LMC: Driving Growth came about as the industry was rebounding, though the level of housing starts is half of what it was during the height of the home-building boom, LMC officials say. “From a new construction perspective, we went from a peak of 2.1 million housing starts before the downturn to 1.2 million new housing starts in 2016. Of that number, LMC dealers supplied materials for 35 percent of these housing starts,” notes Joel Gelb, VP of business development at LMC.
To ensure the program would resonate with lumber leaders, four LMC members worked with Wharton faculty to develop key components of the class, including an industry-specific case study. Program participants work in small teams on the study to assess whether a lumberyard owner should acquire a millwork operation four hours away that had significantly different branding, culture, and financials. “I haven’t identified any training of this level of quality in our industry — it’s unique,” says Gelb.
Since the Wharton-LMC program began, 135 LMC members from 77 companies in 31 states have participated. Based on its continued popularity, LMC officials now are working with faculty to create a new program to be offered in January 2018. In fact, when Gelb surveyed dealers on whether they would send a leader to a new Wharton program, it only took 24 hours to secure enough participants to fill it, and for LMC to begin planning.
“Wharton has helped our aspiring leaders build networks within their own industry, and that has helped us retain some of our brightest leaders,” says Gelb. Program participant Tim Huff, CFO of Building Center, a 114-year-old building supplier in Gloucester, Massachusetts, agrees: “It has been a great networking tool. Of the 40 students in my class, I would be comfortable calling half of them and asking them anything.”
Huff describes his organization as a logistics business that “transport[s] large quantities of lumber all over northeastern Massachusetts on a daily basis.” In recent years, a big focus of his firm is in supplying lumber for home-remodeling projects. His biggest day-to-day challenges are negotiating the best product pricing with builders, and driving a new culture at a company steeped in tradition and struggling with complacency.
“The biggest tangible success for me from Wharton has been helping change my company’s culture so employees share our customers’ sense of urgency,” he says. “Smaller wins have been in the negotiation area — being able to negotiate better deals — and also giving managers a basic understanding of accounting and why finances are important.”
With regard to culture transformation, Huff says that Wharton gave him a realistic picture of what culture change involves — the fact that “it is a five- to ten-year process and persistence and patience are required. Stay with it and eventually you will see real dividends and that’s what has happened.”
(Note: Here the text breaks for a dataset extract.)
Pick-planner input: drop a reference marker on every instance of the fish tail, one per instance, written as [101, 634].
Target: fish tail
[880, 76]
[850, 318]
He notes that the most visible way culture change has taken hold is in the increased efficiencies of the business as employees take pride in doing an outstanding job. “That’s where the metrics come in. When employees know where we need them to go, they’ll go there,” says Huff, who credits Wharton’s insights and tools with helping him help inspire his team to achieve new operational efficiencies. “We have shaved two points off operating expenses, which has gone directly to our bottom line,” he says.